En cette ère où cracher des injures sur les sites de discussions et les réseaux sociaux en se cachant derrière des pseudonymes ridicules est devenu une activité banale, je me suis récemment demandé si nos politiciens ne devraient pas être soumis à un devoir de réflexion et de recul, voire de réserve, avant de lancer des déclarations-chocs susceptibles de soulever des tollés.

Est-ce que la démocratie et le droit fondamental à la liberté d'expression seraient pour autant mis en péril si l'exercice d'un jugement de base était exigé des élus, et pourquoi pas de tout citoyen, désireux de s'exprimer publiquement?

Cette réflexion est née de l'affaire Boisclair, mais elle est également nourrie par différents incidents où des déclarations publiques ont provoqué des réactions vives et indignées et des allégations d'atteinte à la réputation.
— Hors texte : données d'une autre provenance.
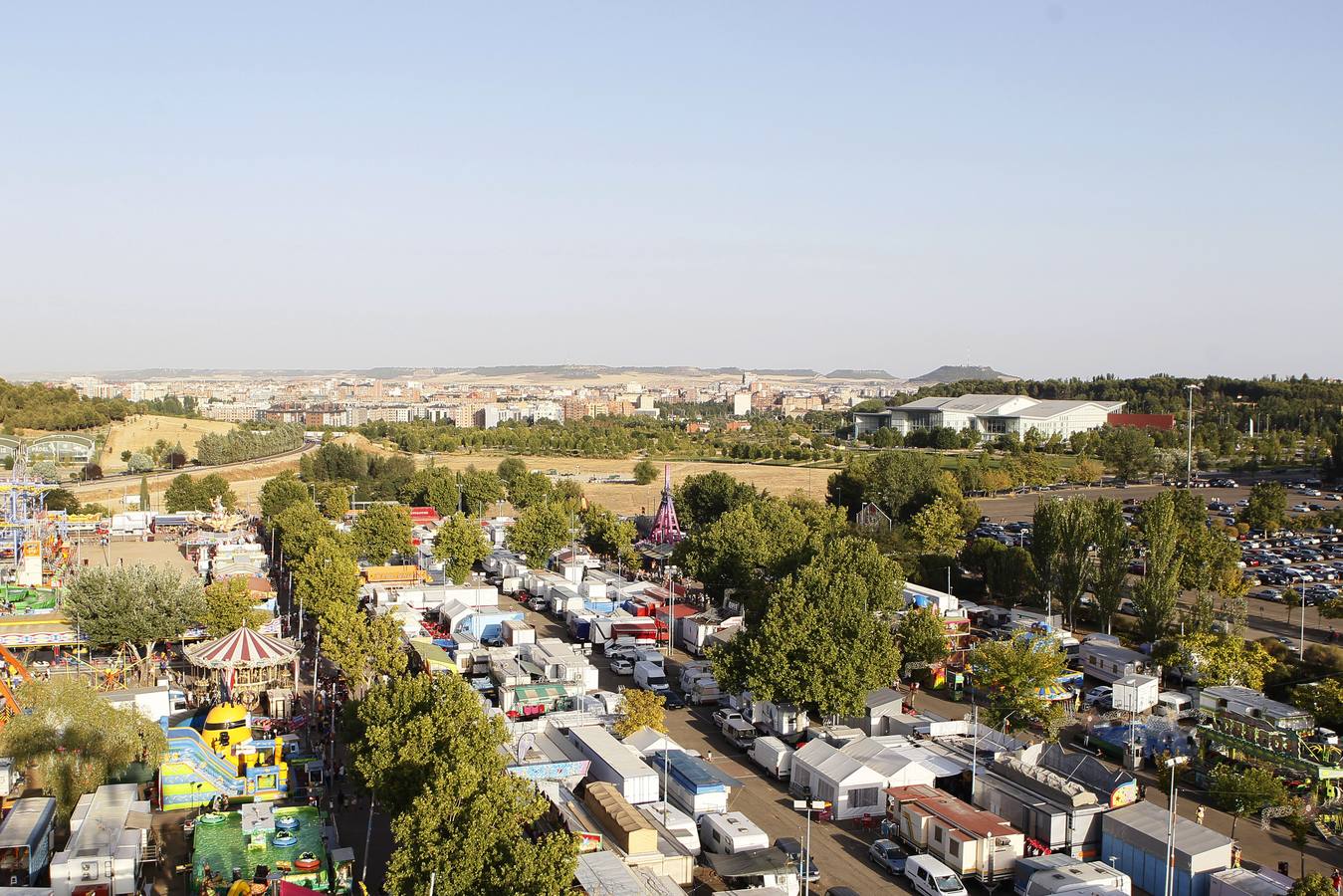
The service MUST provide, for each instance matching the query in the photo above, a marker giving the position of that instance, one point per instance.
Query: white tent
(854, 777)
Certains me reprocheront ici de défendre les politiciens et de vouloir leur offrir une protection à laquelle ils ont volontairement renoncé en embrassant une carrière publique et politique. Pourtant, mon lien avec la politique se limite aux fonctions de ministre de la Santé, de l'Éducation, de l'Agriculture, des Pêcheries et de l'Alimentation que j'occupe au sein de ma propre famille. Pour le reste, je ne suis qu'une fervente défenderesse du gros bon sens et de notre imputabilité à l'égard de nos actes et paroles.

Je constate simplement que les dates et la séquence des événements dans l'affaire Boisclair permettent de douter de l'existence d'un lien logique entre la consommation de cocaïne d'André Boisclair, l'infiltration de l'entreprise de Paul Sauvé par le crime organisé et l'octroi d'une subvention quelques jours avant les élections. 

Oui, la bonne foi, derrière laquelle Jacques Duchesneau s'est retranchée, se présume, mais une présomption peut être repoussée par une preuve contraire. D'ailleurs, lorsque pour sa propre défense, il a invoqué son «droit de poser des questions», Jacques Duchesneau s'est bien gardé de faire une nouvelle référence à la consommation de cocaïne d'André Boisclair, se bornant à qualifier ses questions de «légitimes».

L'affaire Boisclair est un grotesque exemple de basse politique, mais l'actualité foisonne d'histoires cousues d'hypothèses malveillantes déguisées en questions.

Plusieurs balaient du revers de la main les insinuations remplies de sous-entendus malicieux en plaidant que de toute façon, ces propos incendiaires seront vite oubliés et que les protagonistes pourront toujours s'affronter dans une bataille judiciaire, souvent aux frais des contribuables, précisons-le.

Or, la complexité du processus judiciaire et les délais qui lui sont inhérents sont un secret de polichinelle. Par le moment où un tribunal pourrait potentiellement conclure qu'André Boisclair a bel et bien été victime de manoeuvres politiques douteuses et que sa réputation en a été entachée, l'incident sera tombé dans l'oubli collectif même si certains dommages ne pourront jamais être réparés.

L'idée que j'avance n'est évidemment pas de museler qui que ce soit, d'empêcher les citoyens, politiciens ou pas, de s'exprimer, de questionner et de contester, mais plutôt de choisir nos mots et d'anticiper les conséquences possibles de nos propos. Bref, de réfléchir avant d'agir.

Il est probablement trop ambitieux d'exiger les sept tours que ma mère me conseillait de faire avec ma langue avant de parler. Mais je suggère qu'un instant de réflexion et de recul profiterait à tous. L'exercice d'un certain jugement serait tout autant salutaire, mais, comme disait aussi ma mère, le jugement, on ne le trouve pas dans les boîtes de Cracker Jack.